Iron homeostasis playscritical roles in respiration, DNA synthesis and repair, ribosome biogenesis, metabolism and other cellular processes in all organisms. The defects in iron uptake lead to decreased virulence in pathogenic fungi.
However, excess iron generatestoxic reactive oxygen species (ROS) through Fenton’s reaction resulting in damage to cellular components. All organisms have developed tightly homeostatic regulatory mechanisms to balance uptake, consumption and storage of iron. However, the study on regulation of iron balance in plant pathogenic fungi has not been well characterized. The Fusarium research team led by Dr. Zhonghua Ma in the Institute of Biotechnology, Zhejiang University has discovered a novel regulatory mechanism of ABC protein Atm1 in iron homeostasis. They reported their findings in the journal of PLoS Pathogens on September 23 as a cover story.

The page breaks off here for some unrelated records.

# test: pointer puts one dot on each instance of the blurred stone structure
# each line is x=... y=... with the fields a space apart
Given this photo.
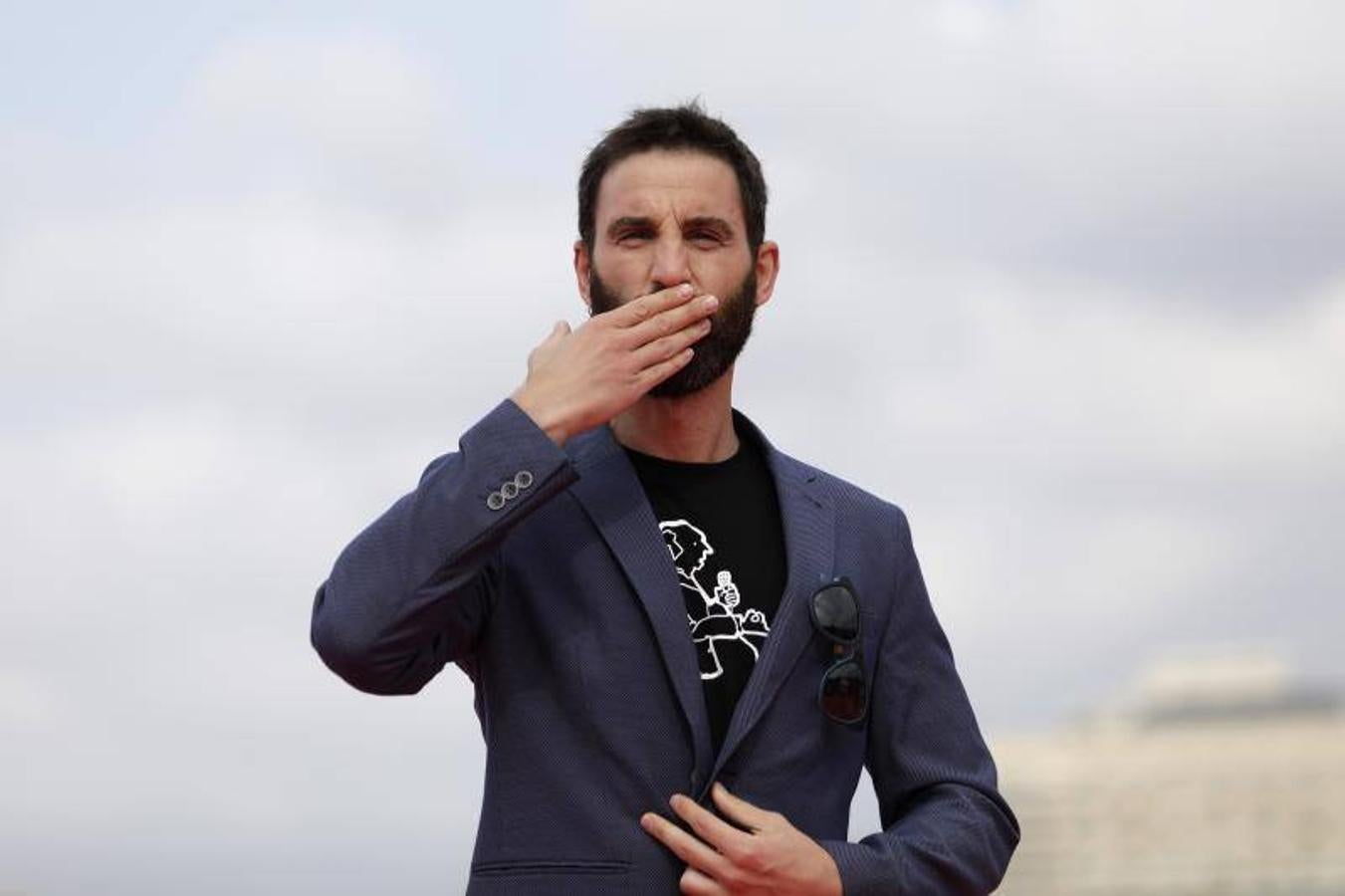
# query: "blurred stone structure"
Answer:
x=1216 y=774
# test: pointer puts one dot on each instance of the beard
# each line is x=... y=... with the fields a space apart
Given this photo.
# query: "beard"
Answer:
x=715 y=352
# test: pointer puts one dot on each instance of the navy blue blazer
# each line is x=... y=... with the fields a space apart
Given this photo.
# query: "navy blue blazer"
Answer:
x=543 y=573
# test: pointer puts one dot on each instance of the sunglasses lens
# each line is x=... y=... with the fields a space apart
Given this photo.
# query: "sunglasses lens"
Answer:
x=836 y=612
x=843 y=692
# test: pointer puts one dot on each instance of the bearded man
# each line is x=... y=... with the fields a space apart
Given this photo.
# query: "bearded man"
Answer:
x=601 y=545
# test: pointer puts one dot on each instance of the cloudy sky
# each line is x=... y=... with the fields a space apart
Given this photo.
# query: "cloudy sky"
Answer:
x=1065 y=282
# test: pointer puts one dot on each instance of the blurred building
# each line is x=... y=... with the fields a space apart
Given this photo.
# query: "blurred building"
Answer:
x=1211 y=776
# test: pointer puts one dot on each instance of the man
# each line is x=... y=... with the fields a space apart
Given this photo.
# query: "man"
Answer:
x=650 y=597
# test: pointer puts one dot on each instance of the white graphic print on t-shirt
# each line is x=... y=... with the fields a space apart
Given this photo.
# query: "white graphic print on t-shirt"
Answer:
x=720 y=626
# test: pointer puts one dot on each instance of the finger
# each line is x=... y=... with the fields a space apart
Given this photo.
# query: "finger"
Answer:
x=697 y=884
x=646 y=307
x=711 y=827
x=685 y=846
x=669 y=345
x=742 y=810
x=655 y=374
x=673 y=319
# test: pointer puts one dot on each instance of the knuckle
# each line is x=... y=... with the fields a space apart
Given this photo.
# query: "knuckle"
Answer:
x=750 y=860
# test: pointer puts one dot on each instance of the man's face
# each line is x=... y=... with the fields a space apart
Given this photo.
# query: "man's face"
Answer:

In recent years, due to climate change, large-scale wheat-corn rotation and straw returning, the FHB caused by fungal pathogen F. graminearum has been aggravated in China, which seriously affects the yield of wheat production. In addition, mycotoxins deoxynivalenol (DON) and its derivatives, produced by F. graminearum in infested grains, represent a serious threat to human and animal health. The Fusarium research team found that one ABC transporter (named FgAtm1) is involved in regulating iron homeostasis, by screening sensitivity to iron stress for 60 ABC transporter mutants of F. graminearum. The lack of FgAtm1 reduces the activity of cytosolic Fe-S proteins nitrite reductase and xanthine dehydrogenase, which causes high expression of FgHapX via activating transcription factor FgAreA. FgHapX represses transcription of genes for iron-consuming proteins directly but activates genes for iron acquisition proteins by suppressing another iron regulator FgSreA. Taken together, this study uncovers a novel regulatory mechanism of iron homeostasis mediated by an ABC transporter in an important pathogenic fungus.
Dr. Zhihui Wang is the first author of this article. Prof. Ma Zhonghua and Prof. Yin Yanni are the co-corresponding authors. This research was supported by the National Natural Science Fund for Distinguished Young Scholar, the National Key R&D Program of China, China Agriculture Research System.
Related Links: https://doi.org/10.1371/journal.ppat.1007791
Cover
As a mitochondrial ABC transporter in Fusarium graminearum, FgAtm1 regulates the activity of cytosolic Fe-S proteins via transporting GSH-linked [2Fe-2S] clusters from mitochondria into cytoplasm. The lack of FgAtm1 reduces the activity of cytosolic Fe-S proteins nitrite reductase and xanthine dehydrogenase, which causes high expression of iron regulator FgHapX via activating the transcription factor FgAreA. FgHapX represses transcription of the genes for iron-consuming proteins, but activates the genes for iron-acquisition proteins. The image indicates that the growth of ΔFgAtm1 is accelerated by feeding with each of the final catalytic products of cytosolic Fe-S proteins. Wang et al.